Brianna s'interrompit en voyant soudain les yeux de son ami se voiler.

— Hum... Dun...

— Alors c'est officiel ? lui demanda-t-il avec un petit air triste. Toi et Liam, vous n'êtes plus ensemble ? Et Liha et lui sont...

— Oui, répondit-elle doucement, Liam et moi, on arrête notre comédie. Mais lui et Liha ne sont pas véritablement ensemble. Néanmoins Dun, il faut que tu saches qu'ils sont...

— ... amoureux l'un de l'autre, je sais. Et je m'en remettrai, t'inquiète ! ajouta-t-il en lui souriant à nouveau chaleureusement. C'est juste... Je n'en reviens pas d'être le seul à n'avoir rien vu. Tu te rends compte ? Quel idiot...

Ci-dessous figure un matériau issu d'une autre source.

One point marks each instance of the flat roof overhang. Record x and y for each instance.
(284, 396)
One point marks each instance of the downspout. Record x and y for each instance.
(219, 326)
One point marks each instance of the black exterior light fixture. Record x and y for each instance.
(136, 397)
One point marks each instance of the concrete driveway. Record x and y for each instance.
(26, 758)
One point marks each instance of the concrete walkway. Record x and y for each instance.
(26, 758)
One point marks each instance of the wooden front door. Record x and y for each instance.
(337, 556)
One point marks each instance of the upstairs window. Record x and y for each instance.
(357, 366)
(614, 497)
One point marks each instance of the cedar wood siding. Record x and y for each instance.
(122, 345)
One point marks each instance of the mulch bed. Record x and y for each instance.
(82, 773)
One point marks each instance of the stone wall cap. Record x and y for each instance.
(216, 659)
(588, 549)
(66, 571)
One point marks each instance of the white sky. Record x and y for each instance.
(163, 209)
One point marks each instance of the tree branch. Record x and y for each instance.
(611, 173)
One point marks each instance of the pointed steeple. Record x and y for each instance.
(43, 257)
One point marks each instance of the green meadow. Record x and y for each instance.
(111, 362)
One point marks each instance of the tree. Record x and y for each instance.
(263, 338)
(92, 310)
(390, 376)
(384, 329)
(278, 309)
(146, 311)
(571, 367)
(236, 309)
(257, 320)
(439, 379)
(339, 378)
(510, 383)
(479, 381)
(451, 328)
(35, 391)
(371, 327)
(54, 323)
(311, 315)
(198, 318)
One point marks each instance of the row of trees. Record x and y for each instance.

— Ah non ! rétorqua-t-elle faussement sévère. Tu n'es absolument pas le seul à avoir eu des œillères dans cette histoire. Et je te rappelle tout de même que les deux principaux intéressés se complaisent encore – plus ou moins – dans l'ignorance de leurs sentiments réciproques !

— Jolie formule.

— Je sais.

Sans qu'elle ne sache pourquoi, Brianna sentit son cœur s'alléger en constatant que les yeux de Duncan brillaient à nouveau de gaîté. D'habitude, elle n'était pas du genre à s'apitoyer, jugeant les gens responsables que ce soit de leurs bonheurs ou de leurs malheurs. Mais la peine de son ami l'avait vraiment touchée et elle était heureuse d'être la cause de son sourire retrouvé.

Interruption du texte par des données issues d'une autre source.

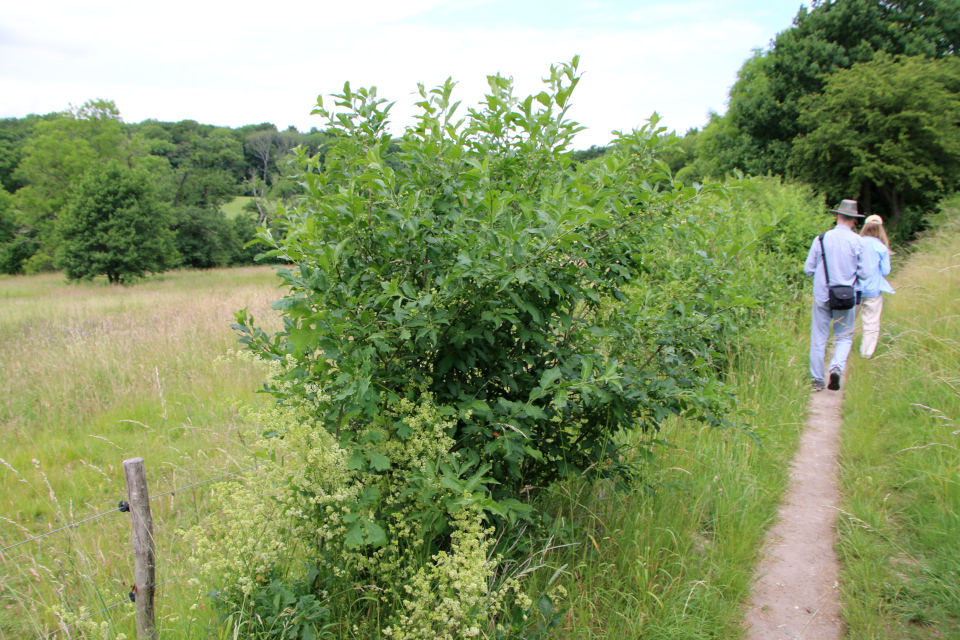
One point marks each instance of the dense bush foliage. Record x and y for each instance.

— Et si je t'invitais à petit-déjeuner ? demanda-t-il soudain avec son sourire si charmant.

— Je te signale tout de même que la nourriture de la Garde ne devrait pas servir d'objectif pour une invitation. Elle est vraiment immonde. Et en plus, elle est gratuite.

— Qui t'as dit que je parlais de prendre le petit-déjeuner dans le réfectoire ? répliqua-t-il en plissant les yeux de malice.

Surprise, Brianna resta – sans doute pour la première fois de sa vie – sans voix.

— Pe... personne, bredouilla-t-elle en sentant ses joues se colorer. Ce n'était pas ce que tu me proposais ? ajouta-t-elle en tentant de retrouver toute son assurance.

C'était vraiment très étrange d'être déstabilisée par un garçon. Étrange, mais agréable aussi.

— Si, répondit-il avec un sourire idiot en la surprenant une nouvelle fois. Mais je viens de me rendre compte que tu avais complètement raison ! Ça craint vraiment comme invitation.

Brianna marqua un temps d'arrêt avant de pouffer à son tour.

Oh par les Quatre ! Mais elle ne pouffait jamais normalement !

— Oui, ça craint carrément, répliqua-t-elle finalement avec un petit air suffisant. Mais j'accepte.